There is an ease and a flow to their relationship. They talk from their hearts and their core. They value and love each other. Respect grows from it.
They are friends.
Within the mother/daughter relationship is a friendship, a heart connection, and a depth of intimacy that allows them to really know each other, understand each other and also know and understand themselves better.
WE ALL LONG FOR THIS WITH OUR MOTHERS AND OUR DAUGHTERS.
There is a movement called MEAN MOM'S, that states loudly, "I am not my children's friend. I am their mother. Right now my kids are angry at me because I'm not letting them do what they want."
What they are missing is there is friendship with your children, and then there is friendship. Friendship with your children does not mean you cannot also be their parent. It is possible to be friends with your kids and still be their parent.
In simplistic terms, it's the difference between talking at them or talking with them. Loralia talks with Rory. Loralai mother talks at Loralai. When we talk at our children, it has the same feeling as what we see happen with Laralai's mother talks to her. To bring it home, it has the same feeling for us if our spouse or friends talk at us. We feel disconnected. Unloved. Alone.
And there is nothing worse for us than to feel disconnected from the people who are suppose to love us. It provides room for fear and low-self esteem to speak, even low lying trauma.
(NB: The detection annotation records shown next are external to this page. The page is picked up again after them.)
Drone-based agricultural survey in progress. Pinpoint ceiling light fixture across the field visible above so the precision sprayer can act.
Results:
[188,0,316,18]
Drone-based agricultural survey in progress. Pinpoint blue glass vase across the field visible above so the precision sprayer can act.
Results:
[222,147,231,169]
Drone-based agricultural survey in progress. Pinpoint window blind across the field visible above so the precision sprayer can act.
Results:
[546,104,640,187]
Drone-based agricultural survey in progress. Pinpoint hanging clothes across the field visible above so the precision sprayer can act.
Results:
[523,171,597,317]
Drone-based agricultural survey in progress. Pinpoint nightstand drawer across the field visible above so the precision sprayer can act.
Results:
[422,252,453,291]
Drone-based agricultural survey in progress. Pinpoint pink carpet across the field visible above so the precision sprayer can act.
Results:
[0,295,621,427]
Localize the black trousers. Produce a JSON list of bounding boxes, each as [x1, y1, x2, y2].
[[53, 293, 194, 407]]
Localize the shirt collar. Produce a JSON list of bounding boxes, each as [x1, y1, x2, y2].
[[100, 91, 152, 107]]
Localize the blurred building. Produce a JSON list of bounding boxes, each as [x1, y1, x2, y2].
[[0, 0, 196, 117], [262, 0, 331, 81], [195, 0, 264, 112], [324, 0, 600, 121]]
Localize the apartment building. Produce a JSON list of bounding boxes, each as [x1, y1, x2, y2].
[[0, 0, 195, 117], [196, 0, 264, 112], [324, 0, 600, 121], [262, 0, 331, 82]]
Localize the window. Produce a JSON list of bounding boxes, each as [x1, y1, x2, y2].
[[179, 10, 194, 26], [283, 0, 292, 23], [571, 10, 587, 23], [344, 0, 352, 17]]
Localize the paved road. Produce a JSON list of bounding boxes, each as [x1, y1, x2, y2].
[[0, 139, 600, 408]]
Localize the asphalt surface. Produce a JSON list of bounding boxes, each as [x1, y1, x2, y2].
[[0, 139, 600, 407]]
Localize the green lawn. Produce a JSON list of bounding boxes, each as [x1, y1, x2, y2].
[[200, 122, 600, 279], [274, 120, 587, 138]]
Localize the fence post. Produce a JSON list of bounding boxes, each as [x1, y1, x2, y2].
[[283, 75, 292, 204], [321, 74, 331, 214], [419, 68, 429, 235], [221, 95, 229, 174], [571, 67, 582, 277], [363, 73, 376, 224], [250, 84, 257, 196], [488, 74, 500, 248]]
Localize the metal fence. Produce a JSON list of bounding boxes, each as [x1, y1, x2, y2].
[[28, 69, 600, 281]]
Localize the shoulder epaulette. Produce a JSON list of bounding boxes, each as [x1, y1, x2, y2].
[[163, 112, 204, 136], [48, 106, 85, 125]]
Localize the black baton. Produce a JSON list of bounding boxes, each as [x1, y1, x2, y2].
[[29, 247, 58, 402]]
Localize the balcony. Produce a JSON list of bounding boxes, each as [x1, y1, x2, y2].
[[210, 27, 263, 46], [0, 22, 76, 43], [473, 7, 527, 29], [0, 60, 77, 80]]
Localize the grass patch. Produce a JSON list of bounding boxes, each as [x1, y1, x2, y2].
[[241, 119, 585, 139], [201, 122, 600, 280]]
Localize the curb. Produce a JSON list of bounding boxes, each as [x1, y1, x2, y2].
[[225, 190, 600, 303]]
We might comply with the words being spoken at us, but it is voice of the richness of connection Loralai and Rory have.
Here's the thing, your children know what is going on in your life even if you don't tell them. More often than not, they feel it.
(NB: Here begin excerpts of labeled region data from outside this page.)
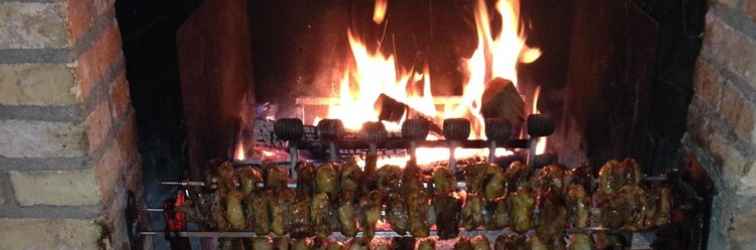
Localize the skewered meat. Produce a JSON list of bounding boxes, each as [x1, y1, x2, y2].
[[534, 164, 564, 192], [406, 190, 430, 238], [470, 235, 491, 250], [291, 238, 310, 250], [494, 234, 528, 250], [376, 165, 402, 193], [265, 166, 289, 190], [288, 195, 312, 239], [246, 191, 271, 235], [337, 199, 357, 237], [297, 162, 315, 196], [567, 233, 593, 250], [463, 164, 488, 194], [507, 186, 535, 233], [462, 193, 485, 230], [598, 160, 627, 194], [273, 236, 291, 250], [346, 238, 369, 250], [360, 190, 383, 239], [656, 186, 672, 226], [216, 161, 239, 196], [252, 237, 273, 250], [564, 165, 593, 190], [432, 194, 462, 239], [504, 161, 530, 192], [386, 192, 409, 235], [417, 238, 436, 250], [528, 234, 551, 250], [536, 190, 567, 246], [454, 236, 473, 250], [315, 163, 339, 196], [238, 167, 262, 196], [609, 184, 646, 231], [483, 164, 507, 201], [339, 161, 362, 194], [310, 193, 331, 237], [488, 197, 512, 229], [567, 184, 590, 228], [226, 191, 247, 230], [268, 188, 294, 236], [432, 167, 457, 194]]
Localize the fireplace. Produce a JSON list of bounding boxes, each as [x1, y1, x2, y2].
[[0, 0, 756, 249]]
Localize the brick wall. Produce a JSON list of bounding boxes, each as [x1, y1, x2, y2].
[[0, 0, 141, 249], [683, 0, 756, 249]]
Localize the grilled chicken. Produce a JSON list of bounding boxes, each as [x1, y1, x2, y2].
[[494, 234, 529, 250], [432, 194, 462, 239], [507, 187, 535, 233]]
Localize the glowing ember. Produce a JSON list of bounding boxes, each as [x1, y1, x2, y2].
[[316, 0, 545, 166], [373, 0, 388, 24], [531, 86, 548, 155], [234, 140, 247, 161]]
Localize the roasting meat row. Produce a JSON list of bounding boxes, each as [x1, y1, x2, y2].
[[182, 159, 671, 250]]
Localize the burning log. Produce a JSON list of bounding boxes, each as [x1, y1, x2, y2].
[[481, 78, 525, 130], [375, 94, 444, 135]]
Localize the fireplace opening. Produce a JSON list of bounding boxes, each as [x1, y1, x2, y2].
[[103, 0, 740, 249]]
Yes, you need to be an adult and age appropriately hide things from them. If you hide too much you present a phony front to your children and create something false. I am not saying you should fall apart or inappropriately display your "stuff" for them to see, but if you are the expert, and they know nothing, and you stand on your padestel and tell them how to live their life without allowing them input and having a heart connection with them, you are raising them without the intimacy you see between Loralia and Rory.
Does Lorali do everything perfect? Of course not. No one does. And, she is raising Rory alone, so there is not that other person who can shore up some of her weaknesses.
But what we do have is a woman who has found the key to an intimate, healthy connection with her daughter by walking WITH HER in life, rather than standing at a distance and telling her how to do it. She is engaged from her heart and is honest about her own failings and strengths, age appropriately. Loralai is showing Rory a person is not perfect, and their love surpasses the natural failings we have as people, establishing a stable, nurturing, close relationship with her daughters, that allows her to both be her friend, and lead.
The theme song is, "Where you lead, I will follow."
Loralai has learned how to lead in a way that allows her a healthy friendship with Rory. Which is in contrast with her relationship with her mother, who taught Loralia how to "do" the right things in life, but who's heart was far removed from her daughters. The result was a death to the relationship, because more than anything we need that heart connection that allows the right kind of honesty and unconditional love and belief.